Whatever your political inclination, these machinations are pertinent to the ongoing evolution of prenuptial agreements within the UK. Often seen as introducing an unsavoury dose of bitter realism into the romance of the big day, the prenup can be considered an Americanised initiative that indicates a drive for money over love. Particularly in light of recent events, however, prenuptial agreements should instead be encouraged and embraced as a method of mitigating against the unexpected.
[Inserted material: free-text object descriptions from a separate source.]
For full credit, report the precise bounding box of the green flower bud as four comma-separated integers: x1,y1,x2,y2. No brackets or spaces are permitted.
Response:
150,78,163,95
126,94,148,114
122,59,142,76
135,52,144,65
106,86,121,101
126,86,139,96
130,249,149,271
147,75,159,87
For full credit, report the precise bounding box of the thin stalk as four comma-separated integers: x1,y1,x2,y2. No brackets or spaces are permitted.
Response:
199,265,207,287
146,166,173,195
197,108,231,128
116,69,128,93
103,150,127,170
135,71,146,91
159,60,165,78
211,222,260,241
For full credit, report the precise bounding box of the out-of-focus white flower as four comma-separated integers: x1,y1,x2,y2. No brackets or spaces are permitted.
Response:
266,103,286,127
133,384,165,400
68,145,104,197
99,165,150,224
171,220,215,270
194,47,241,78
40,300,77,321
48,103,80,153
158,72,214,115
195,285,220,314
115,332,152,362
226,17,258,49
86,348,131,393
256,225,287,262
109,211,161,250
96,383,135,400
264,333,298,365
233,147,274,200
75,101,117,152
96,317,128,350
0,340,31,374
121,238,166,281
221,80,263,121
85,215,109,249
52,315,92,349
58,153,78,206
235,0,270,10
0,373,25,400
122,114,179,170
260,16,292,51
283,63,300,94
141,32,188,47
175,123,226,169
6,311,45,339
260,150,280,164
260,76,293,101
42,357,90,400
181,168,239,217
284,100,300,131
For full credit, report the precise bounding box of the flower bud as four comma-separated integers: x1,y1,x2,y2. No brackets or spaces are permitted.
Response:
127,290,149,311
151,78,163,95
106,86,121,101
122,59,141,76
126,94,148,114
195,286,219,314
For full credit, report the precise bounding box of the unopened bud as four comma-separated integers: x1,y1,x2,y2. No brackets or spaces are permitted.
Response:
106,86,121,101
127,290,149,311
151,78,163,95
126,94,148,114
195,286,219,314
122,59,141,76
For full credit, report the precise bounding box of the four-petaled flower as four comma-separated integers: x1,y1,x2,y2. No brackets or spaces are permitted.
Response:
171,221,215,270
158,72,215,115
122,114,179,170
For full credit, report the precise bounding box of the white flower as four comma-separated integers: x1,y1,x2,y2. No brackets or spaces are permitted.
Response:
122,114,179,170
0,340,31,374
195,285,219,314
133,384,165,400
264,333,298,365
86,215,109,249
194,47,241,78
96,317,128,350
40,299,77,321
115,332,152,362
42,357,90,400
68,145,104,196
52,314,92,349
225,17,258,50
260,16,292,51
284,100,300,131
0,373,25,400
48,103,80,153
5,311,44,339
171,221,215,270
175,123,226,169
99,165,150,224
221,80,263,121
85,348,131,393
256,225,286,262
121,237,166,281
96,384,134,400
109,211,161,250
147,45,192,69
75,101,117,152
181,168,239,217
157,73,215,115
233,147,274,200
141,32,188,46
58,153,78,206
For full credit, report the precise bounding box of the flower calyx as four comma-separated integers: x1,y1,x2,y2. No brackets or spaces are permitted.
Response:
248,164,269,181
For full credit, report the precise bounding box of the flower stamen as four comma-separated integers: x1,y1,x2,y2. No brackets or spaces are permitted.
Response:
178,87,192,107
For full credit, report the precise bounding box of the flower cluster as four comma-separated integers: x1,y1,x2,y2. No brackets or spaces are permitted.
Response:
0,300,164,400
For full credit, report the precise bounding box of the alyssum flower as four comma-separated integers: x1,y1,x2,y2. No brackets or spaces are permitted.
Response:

The past ten years have seen a seismic change in the courts’ approach to pre and post nuptial agreements affording more power and autonomy to the parties concerned. In Macleod v Macleod, Baroness Hale declared that such arrangements were no longer contrary to public policy. This conception was further extended in 2010 where the Supreme Court’s landslide ruling in Radmacher v Granatino gave significant weight to the prenuptial arrangement between a German heiress, represented by Vardags, and her husband. Such developments have paved the way for both parties to a marriage to more readily dictate their expectations and protect their wealth in anticipation of marriage.
Unlike the current political climate, this progress signifies a movement towards a future that is both more certain and better protected. Nevertheless, the notion of a prenuptial agreement can often be preconceived as a safety mechanism for the rich and cynical alone.
In the same way that Trump’s announcement of his presidential candidacy was met with derision, a prenuptial agreement can appear initially laughable to those in the midst of heady romance. However, as the recent presidential campaign plunged into an increasingly unpleasant battle of clashing ideas and bitter discourse, so too can a marriage be derailed by the unexpected challenges life brings to even the happiest of couples. The mere lack of contemplation of such events is, sadly, not enough to prevent their occurrence.
Movement towards legally binding and ‘qualifying’ nuptial agreements have been promoted by the 2014 Law Commission report on Matrimonial Property, Needs and Agreements. The report stipulated five requirements for nuptial agreements to acquire a legally binding standing. At the moment such gravity is not afforded to prenuptial agreements and, although such agreements will never wholly oust the court’s jurisdiction, they are undeniably increasing in significance.
Developments in the approach to marriage are also mirrored in the recently published figures of cohabiting couples in the UK increasing from 1.5 million families in 1996 to 3.3 million families in 2016. Whether married or not, it is evident that societal changes are gearing towards impermanent relationships. As a result, cohabitation agreements are also to be encouraged where couples may have assets in their joint names.
In a period of legal and political adjustment there is a significant lesson to be learned; one cannot protect oneself from the anticipated division surrounding Donald Trump’s new status as the world’s most powerful politician, but we can more readily defend ourselves from the consequences of a fractured family. Change is often unpleasant and uninvited. Pre-emptively preparing oneself can not only save time and money but will also provide the comfort of certainty in the unknown future.